My probation officer says I breached my probation: now what?

On Behalf of | Feb 6, 2023 | Criminal Law

If you were charged with a criminal offence and the courts placed you on probation, you must comply with the terms of that order. If you do not, you could face serious penalties. So, if your probation officer claims you committed a violation, you need to know what you can do to protect yourself and what options you have.

Determine whether it’s a valid violation

A probation officer might claim you violated your probation because of a mistake, a poor judgement call or an oversight on their part. How might this happen?

First, according to The Ministry of the Solicitor General, there are 32,000 people supervised by 121 probation offices across Ontario daily. With so many probationers, it is entirely possible for an officer to get cases or people confused.

And relationships between probationers and officers can be incredibly strained. Stress, anger and threats of violence or harassment can occur between parties. And when the officer holds so much power, any claim they make could be taken as fact, even if it is not entirely accurate.

With this said, determining whether a breach of probation is accurate is as crucial as defending against any criminal charge. 

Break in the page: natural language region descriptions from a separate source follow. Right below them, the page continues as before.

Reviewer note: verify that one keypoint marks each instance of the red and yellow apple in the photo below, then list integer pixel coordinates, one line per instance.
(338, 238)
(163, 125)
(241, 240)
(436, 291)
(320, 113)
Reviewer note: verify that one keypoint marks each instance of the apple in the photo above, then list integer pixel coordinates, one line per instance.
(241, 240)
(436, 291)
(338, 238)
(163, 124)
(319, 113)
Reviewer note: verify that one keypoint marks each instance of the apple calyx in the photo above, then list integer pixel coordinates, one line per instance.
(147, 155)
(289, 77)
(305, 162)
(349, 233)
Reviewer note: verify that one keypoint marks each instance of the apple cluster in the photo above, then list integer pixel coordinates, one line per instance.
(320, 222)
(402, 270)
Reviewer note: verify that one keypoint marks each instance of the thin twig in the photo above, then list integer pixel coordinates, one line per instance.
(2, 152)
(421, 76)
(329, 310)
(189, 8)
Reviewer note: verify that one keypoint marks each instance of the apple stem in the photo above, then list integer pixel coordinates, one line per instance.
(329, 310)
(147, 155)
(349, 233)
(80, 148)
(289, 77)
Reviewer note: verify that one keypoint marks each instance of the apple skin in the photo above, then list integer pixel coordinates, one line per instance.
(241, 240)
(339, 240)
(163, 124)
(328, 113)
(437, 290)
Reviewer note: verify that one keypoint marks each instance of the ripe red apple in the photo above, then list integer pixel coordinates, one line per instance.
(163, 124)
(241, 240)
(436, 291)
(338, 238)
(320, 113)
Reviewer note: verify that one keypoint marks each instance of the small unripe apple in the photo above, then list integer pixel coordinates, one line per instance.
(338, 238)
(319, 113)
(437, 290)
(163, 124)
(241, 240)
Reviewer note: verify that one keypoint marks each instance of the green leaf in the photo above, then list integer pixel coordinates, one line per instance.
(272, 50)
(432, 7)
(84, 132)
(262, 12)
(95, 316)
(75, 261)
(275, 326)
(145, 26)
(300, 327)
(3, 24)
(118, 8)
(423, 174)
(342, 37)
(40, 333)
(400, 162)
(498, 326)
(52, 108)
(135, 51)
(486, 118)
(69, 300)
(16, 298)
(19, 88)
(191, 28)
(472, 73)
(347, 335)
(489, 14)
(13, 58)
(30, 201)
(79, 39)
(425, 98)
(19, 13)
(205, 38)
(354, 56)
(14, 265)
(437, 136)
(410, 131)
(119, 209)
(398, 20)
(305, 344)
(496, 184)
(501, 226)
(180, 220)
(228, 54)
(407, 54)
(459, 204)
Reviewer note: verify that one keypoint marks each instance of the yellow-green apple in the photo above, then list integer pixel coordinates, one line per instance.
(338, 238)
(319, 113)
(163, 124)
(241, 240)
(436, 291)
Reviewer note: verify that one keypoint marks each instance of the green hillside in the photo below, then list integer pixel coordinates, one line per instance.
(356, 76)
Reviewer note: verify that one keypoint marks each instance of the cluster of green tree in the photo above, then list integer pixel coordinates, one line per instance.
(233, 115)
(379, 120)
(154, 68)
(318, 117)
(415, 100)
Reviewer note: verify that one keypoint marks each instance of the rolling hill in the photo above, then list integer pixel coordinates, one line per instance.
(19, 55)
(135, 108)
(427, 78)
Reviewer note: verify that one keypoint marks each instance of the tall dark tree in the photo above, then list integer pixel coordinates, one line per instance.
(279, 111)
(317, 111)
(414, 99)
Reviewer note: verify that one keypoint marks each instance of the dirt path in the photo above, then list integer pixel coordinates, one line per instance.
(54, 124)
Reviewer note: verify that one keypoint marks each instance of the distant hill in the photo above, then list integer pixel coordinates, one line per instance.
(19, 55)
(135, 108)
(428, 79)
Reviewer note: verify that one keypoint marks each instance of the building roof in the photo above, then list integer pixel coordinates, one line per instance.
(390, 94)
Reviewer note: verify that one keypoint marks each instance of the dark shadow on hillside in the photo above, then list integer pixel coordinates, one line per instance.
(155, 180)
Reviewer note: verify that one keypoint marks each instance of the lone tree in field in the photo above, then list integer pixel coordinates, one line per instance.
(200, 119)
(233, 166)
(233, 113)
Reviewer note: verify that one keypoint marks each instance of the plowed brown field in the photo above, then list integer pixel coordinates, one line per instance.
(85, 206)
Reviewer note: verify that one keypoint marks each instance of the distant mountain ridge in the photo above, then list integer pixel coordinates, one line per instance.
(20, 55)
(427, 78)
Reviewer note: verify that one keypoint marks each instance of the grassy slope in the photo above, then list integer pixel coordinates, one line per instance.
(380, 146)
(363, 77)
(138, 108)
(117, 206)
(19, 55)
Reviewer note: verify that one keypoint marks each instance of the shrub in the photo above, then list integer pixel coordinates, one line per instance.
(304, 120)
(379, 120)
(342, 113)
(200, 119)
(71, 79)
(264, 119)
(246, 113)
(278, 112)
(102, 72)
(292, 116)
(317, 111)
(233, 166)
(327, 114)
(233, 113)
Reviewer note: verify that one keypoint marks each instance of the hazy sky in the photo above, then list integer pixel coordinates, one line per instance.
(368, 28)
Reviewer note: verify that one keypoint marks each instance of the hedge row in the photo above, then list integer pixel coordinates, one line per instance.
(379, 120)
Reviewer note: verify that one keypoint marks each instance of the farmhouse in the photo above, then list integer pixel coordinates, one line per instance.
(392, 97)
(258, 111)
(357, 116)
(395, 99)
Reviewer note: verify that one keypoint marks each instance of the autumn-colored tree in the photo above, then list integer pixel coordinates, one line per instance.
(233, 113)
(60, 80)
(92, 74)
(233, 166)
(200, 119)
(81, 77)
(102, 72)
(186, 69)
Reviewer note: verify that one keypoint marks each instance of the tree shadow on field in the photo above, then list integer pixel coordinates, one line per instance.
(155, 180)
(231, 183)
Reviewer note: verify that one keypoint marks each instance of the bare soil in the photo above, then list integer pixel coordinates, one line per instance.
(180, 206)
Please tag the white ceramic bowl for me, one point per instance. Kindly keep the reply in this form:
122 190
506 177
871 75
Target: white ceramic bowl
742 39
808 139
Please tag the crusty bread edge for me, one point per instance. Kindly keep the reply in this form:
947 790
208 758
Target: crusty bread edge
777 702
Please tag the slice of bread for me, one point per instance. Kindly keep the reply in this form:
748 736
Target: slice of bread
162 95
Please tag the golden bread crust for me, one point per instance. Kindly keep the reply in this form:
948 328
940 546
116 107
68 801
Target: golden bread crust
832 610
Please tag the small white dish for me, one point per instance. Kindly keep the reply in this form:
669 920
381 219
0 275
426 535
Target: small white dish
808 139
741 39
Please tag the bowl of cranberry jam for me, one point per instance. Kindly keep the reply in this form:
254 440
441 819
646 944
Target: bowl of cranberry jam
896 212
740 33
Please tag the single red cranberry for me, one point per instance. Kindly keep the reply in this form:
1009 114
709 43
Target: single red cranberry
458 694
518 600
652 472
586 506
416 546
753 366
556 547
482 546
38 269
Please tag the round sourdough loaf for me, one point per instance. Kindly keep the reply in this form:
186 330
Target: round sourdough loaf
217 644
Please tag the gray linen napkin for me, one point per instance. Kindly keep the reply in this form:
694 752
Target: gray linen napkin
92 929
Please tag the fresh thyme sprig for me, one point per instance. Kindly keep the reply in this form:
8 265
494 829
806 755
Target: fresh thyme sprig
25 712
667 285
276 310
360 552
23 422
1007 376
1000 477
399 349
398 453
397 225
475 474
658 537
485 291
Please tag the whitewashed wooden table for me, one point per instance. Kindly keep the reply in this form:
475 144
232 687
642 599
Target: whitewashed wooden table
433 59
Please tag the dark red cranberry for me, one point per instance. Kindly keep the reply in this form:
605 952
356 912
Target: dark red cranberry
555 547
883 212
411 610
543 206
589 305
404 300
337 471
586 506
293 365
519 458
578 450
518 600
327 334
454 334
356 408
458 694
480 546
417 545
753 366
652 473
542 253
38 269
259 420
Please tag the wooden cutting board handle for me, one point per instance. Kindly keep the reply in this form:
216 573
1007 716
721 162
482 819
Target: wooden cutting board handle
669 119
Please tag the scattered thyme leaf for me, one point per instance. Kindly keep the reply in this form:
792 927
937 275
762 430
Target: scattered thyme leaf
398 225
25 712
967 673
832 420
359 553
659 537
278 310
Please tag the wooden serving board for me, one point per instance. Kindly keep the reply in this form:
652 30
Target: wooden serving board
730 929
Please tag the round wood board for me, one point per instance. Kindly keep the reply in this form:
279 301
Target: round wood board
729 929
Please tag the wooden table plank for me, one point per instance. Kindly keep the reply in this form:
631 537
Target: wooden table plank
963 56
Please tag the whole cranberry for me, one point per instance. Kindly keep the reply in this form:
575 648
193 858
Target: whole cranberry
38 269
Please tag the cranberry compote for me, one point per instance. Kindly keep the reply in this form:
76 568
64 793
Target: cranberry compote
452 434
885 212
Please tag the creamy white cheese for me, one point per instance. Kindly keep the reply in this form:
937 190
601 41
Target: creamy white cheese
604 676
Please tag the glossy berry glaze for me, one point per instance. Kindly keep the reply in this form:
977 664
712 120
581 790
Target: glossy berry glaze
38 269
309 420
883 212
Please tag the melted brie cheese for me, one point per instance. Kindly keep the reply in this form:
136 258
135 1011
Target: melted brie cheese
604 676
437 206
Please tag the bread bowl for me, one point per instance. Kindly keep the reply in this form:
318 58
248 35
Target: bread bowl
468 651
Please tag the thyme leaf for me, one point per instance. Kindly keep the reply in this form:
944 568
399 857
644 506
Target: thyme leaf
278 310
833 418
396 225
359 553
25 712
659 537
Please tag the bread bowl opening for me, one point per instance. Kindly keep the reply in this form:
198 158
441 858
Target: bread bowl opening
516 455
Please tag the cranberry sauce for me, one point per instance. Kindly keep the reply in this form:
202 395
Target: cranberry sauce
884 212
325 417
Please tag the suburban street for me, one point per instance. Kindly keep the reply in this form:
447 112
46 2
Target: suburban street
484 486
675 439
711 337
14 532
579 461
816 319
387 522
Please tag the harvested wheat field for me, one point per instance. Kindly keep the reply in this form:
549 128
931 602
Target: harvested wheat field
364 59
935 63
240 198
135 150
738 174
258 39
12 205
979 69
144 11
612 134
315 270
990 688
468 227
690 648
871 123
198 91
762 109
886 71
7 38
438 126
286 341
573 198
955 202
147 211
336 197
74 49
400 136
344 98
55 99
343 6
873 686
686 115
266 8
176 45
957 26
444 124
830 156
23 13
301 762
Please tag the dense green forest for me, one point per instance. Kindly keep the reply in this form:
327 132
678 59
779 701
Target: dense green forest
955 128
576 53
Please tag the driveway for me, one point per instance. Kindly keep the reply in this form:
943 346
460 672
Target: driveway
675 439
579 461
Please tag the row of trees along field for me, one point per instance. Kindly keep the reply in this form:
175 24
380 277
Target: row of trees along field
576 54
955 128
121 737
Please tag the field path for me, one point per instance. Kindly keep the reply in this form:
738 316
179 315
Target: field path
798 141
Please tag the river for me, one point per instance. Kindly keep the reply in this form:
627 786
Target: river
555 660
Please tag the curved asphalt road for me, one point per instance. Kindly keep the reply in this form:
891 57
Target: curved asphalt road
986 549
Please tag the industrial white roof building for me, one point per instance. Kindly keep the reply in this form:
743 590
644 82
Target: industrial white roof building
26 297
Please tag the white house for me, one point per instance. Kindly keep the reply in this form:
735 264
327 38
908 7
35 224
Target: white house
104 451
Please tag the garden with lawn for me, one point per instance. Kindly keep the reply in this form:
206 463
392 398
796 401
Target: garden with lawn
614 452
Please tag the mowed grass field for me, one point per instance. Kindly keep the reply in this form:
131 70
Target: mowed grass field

Avoid unnecessarily harsh penalties

If you have done something that goes against the courts, know that you still have legal options and rights. Just because you may have done something wrong does not necessarily mean you are guilty of a criminal offence. 

You have the option to provide a reasonable excuse. For instance, if you cannot drive, per the terms of your probation, but you did because a family member had an emergency requiring you to drive, it could be a reasonable excuse.

Another way to avoid the harshest penalties is to work with a lawyer to argue against them. Getting a warning, reduced fines or a stay of proceedings could be possible.

Whatever the breach of probation may be, it is crucial that you take these allegations seriously. Failure to do so could expose you to penalties more severe than any you might have initially been facing. Defending yourself in these situations can help you overcome these legal challenges.